The material is not thought to produce adverse health effects or skin irritation following contact (as classified using animal models). Nevertheless, good hygiene practice requires that exposure be kept to a minimum and that suitable gloves be used in an occupational setting. Open cuts, abraded or irritated skin should not be exposed to this material.
There is some evidence to suggest that this material, if inhaled, can irritate the throat and lungs of some persons.

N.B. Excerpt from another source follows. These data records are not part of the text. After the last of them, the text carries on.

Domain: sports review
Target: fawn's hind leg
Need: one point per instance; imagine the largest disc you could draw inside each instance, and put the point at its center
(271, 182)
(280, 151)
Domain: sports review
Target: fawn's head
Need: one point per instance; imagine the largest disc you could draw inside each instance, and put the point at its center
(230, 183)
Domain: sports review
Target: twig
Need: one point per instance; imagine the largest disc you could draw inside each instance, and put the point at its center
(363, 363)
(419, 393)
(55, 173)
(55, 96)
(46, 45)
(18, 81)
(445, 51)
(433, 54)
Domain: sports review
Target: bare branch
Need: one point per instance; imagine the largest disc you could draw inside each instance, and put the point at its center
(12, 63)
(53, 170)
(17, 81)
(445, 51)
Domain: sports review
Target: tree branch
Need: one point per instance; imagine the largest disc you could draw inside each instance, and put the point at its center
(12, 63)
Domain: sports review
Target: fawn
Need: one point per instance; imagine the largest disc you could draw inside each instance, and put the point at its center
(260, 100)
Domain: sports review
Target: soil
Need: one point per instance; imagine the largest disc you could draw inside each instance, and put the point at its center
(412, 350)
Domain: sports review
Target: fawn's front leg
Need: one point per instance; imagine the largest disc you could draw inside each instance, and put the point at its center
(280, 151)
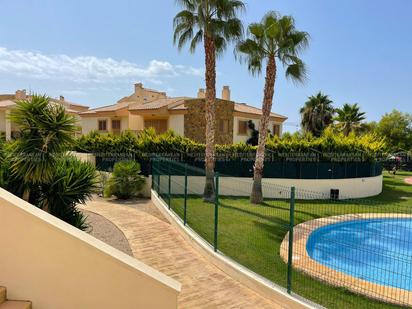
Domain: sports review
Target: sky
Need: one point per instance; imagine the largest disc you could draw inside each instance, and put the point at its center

Persons with impaired respiratory function, airway diseases and conditions such as emphysema or chronic bronchitis, may incur further disability if excessive concentrations of particulate are inhaled.

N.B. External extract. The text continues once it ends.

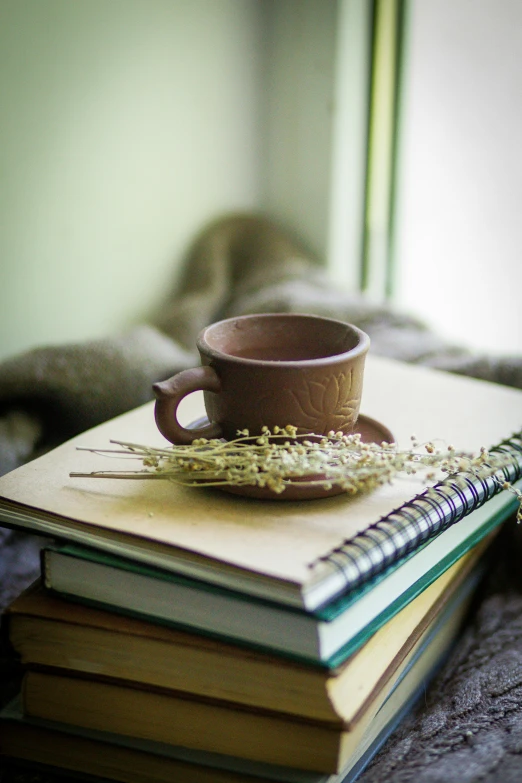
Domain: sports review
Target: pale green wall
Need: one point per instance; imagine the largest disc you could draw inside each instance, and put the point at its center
(125, 125)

Ample evidence exists that developmental disorders are directlycaused by human exposure to the material.
Principal routes of exposure are by accidental skin and eye contact andinhalation of generated dusts. Lead, in large amounts, can affect the blood, nervous system, heart, glands, immune system and digestive system. Anemia may occur. If untreated muscles may become paralyzed, and there may be brain damage. Symptoms include joint and muscle pain, weakness in the back of the forearm and wrist and in the shin muscles, headaches, dizziness, abdominal pain, diarrhea or constipation, nausea, vomiting, blue line on gums, sleep disturbance and a metallic taste in the mouth. The pressure in the brain may increase with high doses, and cause brain damage, coma, and death. Early signs include loss of appetite and weight, constipation, tiredness and irritability, headache, weakness. Later there may be vomiting, nervousness, and muscle pains in the arms and legs. Serious cases cause severe vomiting, inco-ordination, stupor, permanent eye damage, high blood pressure, multiple nerve disorders of the head resulting in paralysis and loss of reflexes, delirium, convulsions and coma. The kidneys may become irreversibly damaged, and the nervous system may become affected causing mental retardation, cerebral palsy, and jerks and seizures. Lead can cross the placenta, and cause miscarriage, stillbirths and birth defects. Exposure before birth can cause mental retardation, behavioral disorders and infant death. Lead can also cause reduced sex drive, impotence, sterility and damage the sperm of males, increasing the potential for birth defects. Periods in women can also be affected.